Exploring Hydrocarbon Depletion
Page added on December 6, 2016
Iran can sell as much crude oil as it wants to thanks in part to a multilateral nuclear agreement that eased crippling sanctions, the country’s president said.
Iran has been opening its economic doors to potential investors after so-called Implementation Day, when the country was verified as meeting the terms of a U.N.-backed nuclear agreement, passed in January. The Central Bank of Iran said it could work with European partners after bank restrictions were lifted. Oilfield services company Schlumberger, which has its main offices in the United States, recently signed a memorandum of understanding with an Iranian oil company for data-sharing.
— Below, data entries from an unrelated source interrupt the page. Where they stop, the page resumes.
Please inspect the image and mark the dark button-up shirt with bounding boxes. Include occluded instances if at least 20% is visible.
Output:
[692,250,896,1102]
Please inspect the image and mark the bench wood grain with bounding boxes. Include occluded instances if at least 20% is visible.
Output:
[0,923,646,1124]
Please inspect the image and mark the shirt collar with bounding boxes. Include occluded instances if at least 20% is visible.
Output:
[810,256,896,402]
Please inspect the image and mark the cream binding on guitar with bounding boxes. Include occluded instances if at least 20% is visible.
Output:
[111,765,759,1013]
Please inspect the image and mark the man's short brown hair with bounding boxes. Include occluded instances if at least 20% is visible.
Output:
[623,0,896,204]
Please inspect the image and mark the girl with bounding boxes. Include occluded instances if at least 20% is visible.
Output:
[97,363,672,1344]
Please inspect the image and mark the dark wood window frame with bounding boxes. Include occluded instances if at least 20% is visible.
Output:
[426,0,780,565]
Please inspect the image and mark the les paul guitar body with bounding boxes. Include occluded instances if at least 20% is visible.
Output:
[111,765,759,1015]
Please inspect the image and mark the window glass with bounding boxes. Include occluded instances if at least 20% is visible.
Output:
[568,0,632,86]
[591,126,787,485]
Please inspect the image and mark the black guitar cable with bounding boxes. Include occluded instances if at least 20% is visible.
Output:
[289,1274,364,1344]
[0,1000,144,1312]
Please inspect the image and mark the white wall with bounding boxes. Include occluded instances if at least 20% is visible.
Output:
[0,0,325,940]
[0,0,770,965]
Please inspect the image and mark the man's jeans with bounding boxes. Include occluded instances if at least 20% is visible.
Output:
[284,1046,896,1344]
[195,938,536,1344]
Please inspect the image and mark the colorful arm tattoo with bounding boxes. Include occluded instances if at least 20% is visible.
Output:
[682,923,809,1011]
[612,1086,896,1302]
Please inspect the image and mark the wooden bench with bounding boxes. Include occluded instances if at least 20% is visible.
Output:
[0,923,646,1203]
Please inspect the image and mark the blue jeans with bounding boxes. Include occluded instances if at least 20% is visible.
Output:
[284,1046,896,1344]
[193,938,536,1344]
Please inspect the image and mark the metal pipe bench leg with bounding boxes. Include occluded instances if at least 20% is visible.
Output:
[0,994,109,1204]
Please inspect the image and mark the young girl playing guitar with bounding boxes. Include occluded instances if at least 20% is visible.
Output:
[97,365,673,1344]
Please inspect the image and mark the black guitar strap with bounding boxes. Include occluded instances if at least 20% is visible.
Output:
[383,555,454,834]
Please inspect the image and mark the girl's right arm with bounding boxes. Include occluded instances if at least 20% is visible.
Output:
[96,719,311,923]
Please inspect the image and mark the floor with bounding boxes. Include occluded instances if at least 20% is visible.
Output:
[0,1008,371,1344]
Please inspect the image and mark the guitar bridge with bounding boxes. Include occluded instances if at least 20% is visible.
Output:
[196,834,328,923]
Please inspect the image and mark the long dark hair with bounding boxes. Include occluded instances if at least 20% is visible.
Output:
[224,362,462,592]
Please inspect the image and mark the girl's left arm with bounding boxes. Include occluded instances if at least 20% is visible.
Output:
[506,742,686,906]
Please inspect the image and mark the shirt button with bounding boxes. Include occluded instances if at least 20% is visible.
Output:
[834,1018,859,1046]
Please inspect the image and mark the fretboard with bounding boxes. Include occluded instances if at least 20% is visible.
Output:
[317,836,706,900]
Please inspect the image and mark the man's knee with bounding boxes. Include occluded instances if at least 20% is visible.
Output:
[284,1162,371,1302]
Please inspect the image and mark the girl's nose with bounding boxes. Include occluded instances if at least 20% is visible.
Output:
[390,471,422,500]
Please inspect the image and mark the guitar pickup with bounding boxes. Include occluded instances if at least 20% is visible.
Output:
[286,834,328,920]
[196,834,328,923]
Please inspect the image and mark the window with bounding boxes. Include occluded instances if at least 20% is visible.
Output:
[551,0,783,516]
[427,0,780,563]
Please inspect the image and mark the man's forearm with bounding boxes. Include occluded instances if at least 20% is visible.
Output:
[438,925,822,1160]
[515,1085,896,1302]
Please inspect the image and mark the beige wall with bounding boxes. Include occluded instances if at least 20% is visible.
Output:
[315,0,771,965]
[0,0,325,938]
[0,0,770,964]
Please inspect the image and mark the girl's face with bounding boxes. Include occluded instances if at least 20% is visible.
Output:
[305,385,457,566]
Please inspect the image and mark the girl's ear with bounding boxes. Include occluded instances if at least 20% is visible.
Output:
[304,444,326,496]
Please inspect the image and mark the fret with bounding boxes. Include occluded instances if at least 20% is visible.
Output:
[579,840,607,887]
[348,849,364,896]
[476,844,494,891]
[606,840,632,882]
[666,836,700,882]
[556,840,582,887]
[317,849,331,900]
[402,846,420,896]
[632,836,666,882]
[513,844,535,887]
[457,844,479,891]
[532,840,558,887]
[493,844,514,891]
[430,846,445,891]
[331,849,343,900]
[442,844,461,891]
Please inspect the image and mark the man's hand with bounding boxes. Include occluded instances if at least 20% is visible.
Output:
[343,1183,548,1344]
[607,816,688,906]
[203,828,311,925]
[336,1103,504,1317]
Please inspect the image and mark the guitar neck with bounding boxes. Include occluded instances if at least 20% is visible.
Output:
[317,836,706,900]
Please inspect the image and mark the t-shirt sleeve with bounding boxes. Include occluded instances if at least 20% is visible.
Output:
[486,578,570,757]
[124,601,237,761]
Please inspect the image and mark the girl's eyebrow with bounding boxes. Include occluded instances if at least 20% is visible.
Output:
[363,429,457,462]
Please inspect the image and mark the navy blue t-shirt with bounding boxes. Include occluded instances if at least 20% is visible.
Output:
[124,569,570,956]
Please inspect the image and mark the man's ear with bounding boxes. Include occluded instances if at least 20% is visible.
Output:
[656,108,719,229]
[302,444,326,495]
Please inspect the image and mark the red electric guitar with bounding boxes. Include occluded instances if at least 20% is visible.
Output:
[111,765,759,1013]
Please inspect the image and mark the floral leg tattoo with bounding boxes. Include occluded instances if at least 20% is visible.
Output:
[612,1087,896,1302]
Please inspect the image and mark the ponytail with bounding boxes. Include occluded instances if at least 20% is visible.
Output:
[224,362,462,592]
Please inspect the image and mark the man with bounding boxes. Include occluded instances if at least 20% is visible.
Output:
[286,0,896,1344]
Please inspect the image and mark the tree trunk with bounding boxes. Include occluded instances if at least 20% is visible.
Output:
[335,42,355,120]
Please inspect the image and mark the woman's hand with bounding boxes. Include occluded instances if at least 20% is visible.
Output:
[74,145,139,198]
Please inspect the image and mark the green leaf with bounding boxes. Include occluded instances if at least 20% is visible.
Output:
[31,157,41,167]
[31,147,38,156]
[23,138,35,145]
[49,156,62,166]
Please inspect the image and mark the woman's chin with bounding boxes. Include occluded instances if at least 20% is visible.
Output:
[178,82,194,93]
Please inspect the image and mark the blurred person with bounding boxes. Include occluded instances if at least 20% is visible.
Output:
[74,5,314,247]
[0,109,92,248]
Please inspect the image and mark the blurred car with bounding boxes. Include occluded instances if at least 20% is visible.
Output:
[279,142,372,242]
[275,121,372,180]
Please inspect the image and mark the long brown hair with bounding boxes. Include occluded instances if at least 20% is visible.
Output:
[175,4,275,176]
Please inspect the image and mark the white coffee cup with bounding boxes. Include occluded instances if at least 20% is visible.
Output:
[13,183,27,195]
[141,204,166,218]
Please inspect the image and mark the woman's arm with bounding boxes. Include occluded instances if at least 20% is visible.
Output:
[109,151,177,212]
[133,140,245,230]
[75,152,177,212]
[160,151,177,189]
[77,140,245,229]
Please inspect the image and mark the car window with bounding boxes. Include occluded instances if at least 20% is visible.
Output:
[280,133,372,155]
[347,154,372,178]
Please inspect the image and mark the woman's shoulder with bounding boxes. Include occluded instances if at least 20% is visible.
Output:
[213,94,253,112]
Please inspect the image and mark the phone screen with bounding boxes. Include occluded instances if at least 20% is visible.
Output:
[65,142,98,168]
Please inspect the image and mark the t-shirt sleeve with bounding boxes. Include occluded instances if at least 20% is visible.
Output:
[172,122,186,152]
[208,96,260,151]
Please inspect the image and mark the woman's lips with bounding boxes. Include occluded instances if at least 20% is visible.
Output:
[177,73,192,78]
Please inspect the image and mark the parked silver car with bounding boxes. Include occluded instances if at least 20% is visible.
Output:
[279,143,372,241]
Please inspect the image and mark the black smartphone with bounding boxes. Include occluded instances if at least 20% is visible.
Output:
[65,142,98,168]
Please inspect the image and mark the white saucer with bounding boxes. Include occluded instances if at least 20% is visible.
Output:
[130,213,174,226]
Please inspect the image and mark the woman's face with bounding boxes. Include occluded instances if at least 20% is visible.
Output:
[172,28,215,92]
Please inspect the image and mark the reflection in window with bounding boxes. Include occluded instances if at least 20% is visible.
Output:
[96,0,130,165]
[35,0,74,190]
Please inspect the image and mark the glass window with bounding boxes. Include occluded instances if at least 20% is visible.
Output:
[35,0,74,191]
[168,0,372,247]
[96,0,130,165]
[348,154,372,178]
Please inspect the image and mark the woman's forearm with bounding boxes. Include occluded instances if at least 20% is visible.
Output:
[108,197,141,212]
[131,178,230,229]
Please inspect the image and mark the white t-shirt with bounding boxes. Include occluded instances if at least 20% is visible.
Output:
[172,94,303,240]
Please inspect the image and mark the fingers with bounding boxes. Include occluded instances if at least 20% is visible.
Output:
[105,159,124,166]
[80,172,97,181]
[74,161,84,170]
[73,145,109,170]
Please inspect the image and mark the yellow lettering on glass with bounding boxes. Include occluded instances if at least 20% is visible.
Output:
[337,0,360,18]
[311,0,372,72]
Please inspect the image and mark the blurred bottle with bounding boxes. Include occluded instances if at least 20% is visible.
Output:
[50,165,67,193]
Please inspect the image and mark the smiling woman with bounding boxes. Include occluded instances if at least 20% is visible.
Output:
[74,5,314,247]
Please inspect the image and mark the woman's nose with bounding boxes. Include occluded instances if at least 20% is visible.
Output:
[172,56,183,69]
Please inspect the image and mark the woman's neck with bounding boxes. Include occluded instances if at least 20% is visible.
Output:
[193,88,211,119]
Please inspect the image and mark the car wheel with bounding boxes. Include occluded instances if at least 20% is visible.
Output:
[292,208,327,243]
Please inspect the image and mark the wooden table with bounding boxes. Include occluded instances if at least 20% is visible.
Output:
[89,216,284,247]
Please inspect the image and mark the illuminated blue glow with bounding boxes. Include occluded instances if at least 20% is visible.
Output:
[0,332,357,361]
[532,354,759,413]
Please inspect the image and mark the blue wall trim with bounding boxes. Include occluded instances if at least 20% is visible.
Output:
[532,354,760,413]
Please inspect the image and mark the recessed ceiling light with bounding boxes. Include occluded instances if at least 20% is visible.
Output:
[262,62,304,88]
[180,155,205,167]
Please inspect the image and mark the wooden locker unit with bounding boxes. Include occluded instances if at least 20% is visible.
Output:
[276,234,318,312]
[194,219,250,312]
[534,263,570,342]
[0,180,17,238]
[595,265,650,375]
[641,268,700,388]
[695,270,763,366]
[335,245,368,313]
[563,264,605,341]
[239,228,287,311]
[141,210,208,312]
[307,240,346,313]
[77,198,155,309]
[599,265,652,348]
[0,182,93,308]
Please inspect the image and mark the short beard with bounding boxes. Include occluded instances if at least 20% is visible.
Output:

Early 2016 analysis from the U.S. Energy Information Administration found sanctions relief could lead to an increase in Iranian crude oil production and exports. Holding steady at around 2.8 million barrels per day under sanctions, Iran’s output could increase about 10 percent for the year, the report said.
Iranian President Hassan Rouhani said there were few limits standing in the way of the country’s oil performance.
“The Islamic Republic of Iran is now able to sell as much crude oil and to any country it deems appropriate,” he was quoted by the Oil Ministry’s news website SHANA as saying
Iran is the only member of the Organization of Petroleum Exporting Countries not obligated to cut oil production under the terms of a member-state agreement reached last week in Vienna. Saudi Arabia, one of Iran’s main adversaries, cuts the most by volume with 486,000 bpd starting in January.
Iran agreed to hold output at 3.79 million barrels per day, about 100,000 bpd less than reported to OPEC for October.
OPEC and non-member states meet again during the weekend in Vienna to discuss coordinating around last month’s production agreement. Non-member states would have to trim output for full implementation of the arrangement. OPEC expects non-member states to account for about half of the agreed upon cuts.
Iran in the past has expressed reservations about cooperating with any production cap proposals, saying it needed to regain a market share lost to sanctions.